FRANCOISE HARDY "LA PLUIE SANS PARAPLUIE"
CD EMI MUSIC FRANCE 6276432
フランスでのリリース : 2010年3月29日

(↓ "Noir sur blanc"(TVショー、口パクライヴ)

2 件のコメント:

Tomi さんのコメント...

色々なサイトを通じて全曲をざっと聴くことができました。

腹筋使って歌わない人はどうも苦手なのですが、今度のフランソワーズは歌ってますよね(それも一生懸命に!)。
隠れカロジェロファンとしても嬉しいのですが、どちらかというと彼の曲よりLES PAS やLES MOTS S'ENVOLENT に耳が往ってしまいます。

私、きっと日本でもSONYが発売すると思って、待っているのですが、半永久的に”お預け”になってしまうのでしょうか。
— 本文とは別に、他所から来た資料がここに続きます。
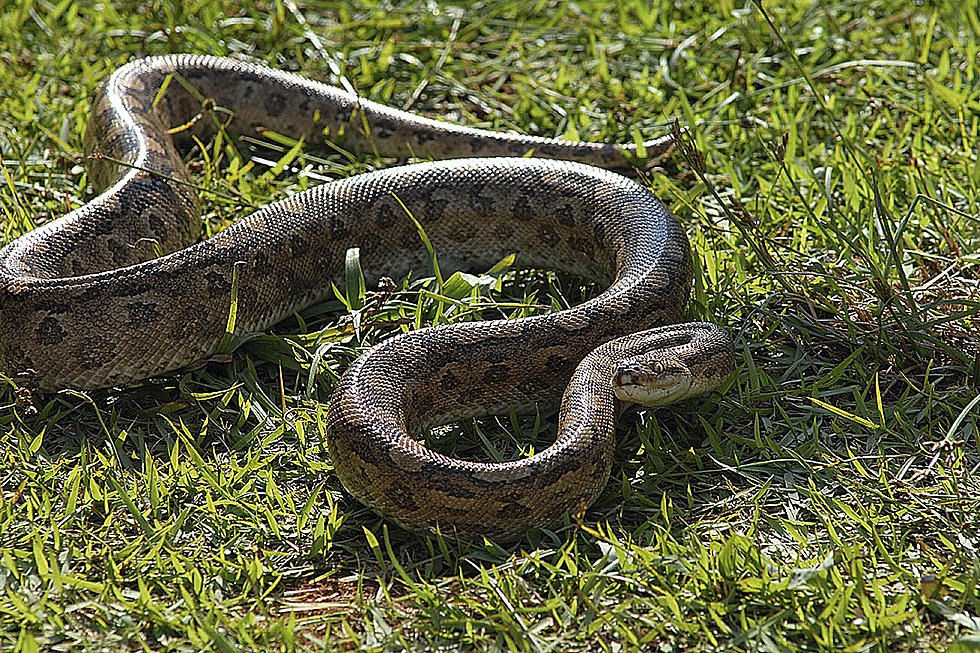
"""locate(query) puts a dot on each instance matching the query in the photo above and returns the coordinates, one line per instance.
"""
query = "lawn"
(828, 499)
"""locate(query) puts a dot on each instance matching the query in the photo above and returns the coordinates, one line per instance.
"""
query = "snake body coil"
(87, 301)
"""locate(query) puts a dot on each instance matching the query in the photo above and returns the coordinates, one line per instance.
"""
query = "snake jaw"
(652, 383)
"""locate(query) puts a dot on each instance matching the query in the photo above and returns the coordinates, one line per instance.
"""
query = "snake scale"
(89, 301)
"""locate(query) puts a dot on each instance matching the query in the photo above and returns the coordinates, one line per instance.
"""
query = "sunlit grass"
(828, 500)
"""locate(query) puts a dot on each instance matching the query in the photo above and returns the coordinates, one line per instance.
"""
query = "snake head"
(672, 363)
(652, 380)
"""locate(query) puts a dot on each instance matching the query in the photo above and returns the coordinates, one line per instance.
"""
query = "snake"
(124, 288)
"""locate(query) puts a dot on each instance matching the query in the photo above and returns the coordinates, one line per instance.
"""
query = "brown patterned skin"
(87, 301)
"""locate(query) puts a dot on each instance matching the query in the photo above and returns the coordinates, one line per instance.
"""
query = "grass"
(828, 500)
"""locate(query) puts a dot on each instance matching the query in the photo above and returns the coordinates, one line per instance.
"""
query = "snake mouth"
(653, 384)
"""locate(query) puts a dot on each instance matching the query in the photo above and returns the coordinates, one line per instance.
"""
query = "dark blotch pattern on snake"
(87, 301)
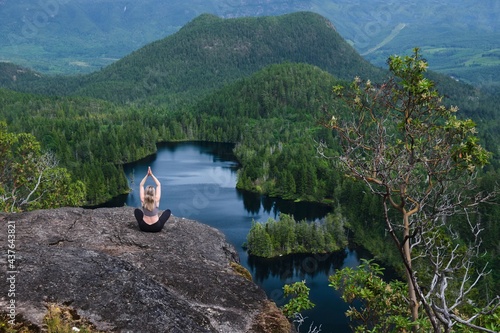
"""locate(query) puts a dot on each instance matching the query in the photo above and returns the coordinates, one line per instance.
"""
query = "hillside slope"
(210, 52)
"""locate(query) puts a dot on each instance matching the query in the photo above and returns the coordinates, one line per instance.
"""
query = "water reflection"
(272, 206)
(297, 266)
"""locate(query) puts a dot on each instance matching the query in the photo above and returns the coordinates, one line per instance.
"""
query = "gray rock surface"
(123, 280)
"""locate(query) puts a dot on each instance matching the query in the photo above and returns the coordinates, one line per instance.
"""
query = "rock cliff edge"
(124, 280)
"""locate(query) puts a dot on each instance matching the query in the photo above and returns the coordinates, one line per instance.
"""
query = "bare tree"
(412, 151)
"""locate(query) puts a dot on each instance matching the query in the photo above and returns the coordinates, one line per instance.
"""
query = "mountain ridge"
(209, 52)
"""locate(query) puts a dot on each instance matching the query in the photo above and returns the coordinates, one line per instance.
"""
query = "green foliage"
(374, 305)
(413, 152)
(208, 53)
(286, 236)
(30, 179)
(299, 300)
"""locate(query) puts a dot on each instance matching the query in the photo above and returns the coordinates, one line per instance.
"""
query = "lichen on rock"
(124, 280)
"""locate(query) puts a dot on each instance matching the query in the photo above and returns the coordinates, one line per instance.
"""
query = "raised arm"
(158, 187)
(141, 188)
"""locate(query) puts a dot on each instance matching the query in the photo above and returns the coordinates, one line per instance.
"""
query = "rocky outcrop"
(124, 280)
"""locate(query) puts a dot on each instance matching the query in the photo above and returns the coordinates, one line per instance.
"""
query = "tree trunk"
(407, 254)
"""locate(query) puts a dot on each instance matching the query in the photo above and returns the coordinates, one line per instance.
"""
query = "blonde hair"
(149, 198)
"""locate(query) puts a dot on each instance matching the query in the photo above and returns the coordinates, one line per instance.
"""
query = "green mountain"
(460, 38)
(210, 52)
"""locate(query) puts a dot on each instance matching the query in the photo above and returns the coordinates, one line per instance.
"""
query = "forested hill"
(209, 52)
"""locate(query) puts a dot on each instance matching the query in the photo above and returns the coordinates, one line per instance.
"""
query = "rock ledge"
(124, 280)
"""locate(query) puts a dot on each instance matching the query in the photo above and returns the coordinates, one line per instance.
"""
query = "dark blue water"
(199, 182)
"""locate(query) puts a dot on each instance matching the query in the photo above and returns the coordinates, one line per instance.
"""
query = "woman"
(150, 200)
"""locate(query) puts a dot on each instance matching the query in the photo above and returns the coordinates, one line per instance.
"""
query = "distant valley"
(460, 39)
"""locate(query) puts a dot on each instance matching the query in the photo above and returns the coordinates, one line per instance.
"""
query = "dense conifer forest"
(261, 83)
ツシマさんのこのページ、20年以上のフランソワーズ好きな友人に紹介しておきます。

Pere Castor さんのコメント...

私は不幸な女だけれど、それでいいんだ。ジャック・デュトロンはダメな男だけれど、それでいいんだ。ー そういうことを人前に全部曝け出したから、この人は続けることができたんだと思っています。音楽アーチストと言う前に、この人の声の持つ深くなおかつ軽いメランコリーの色合いは、天が彼女に与えたものでしょう。18歳の時から、ず〜っとこれしかしていない、という一貫性が「憂愁のスーパースター」として結晶したのです。
今でも多くの作詞作曲者たちから無数のデモテープが捧げられるのは、この人が歌ったら、どんな歌でもFH印の憂愁がにじみ出るからでしょう。90歳になっても「憂鬱な少女」の歌歌えますよ、きっと。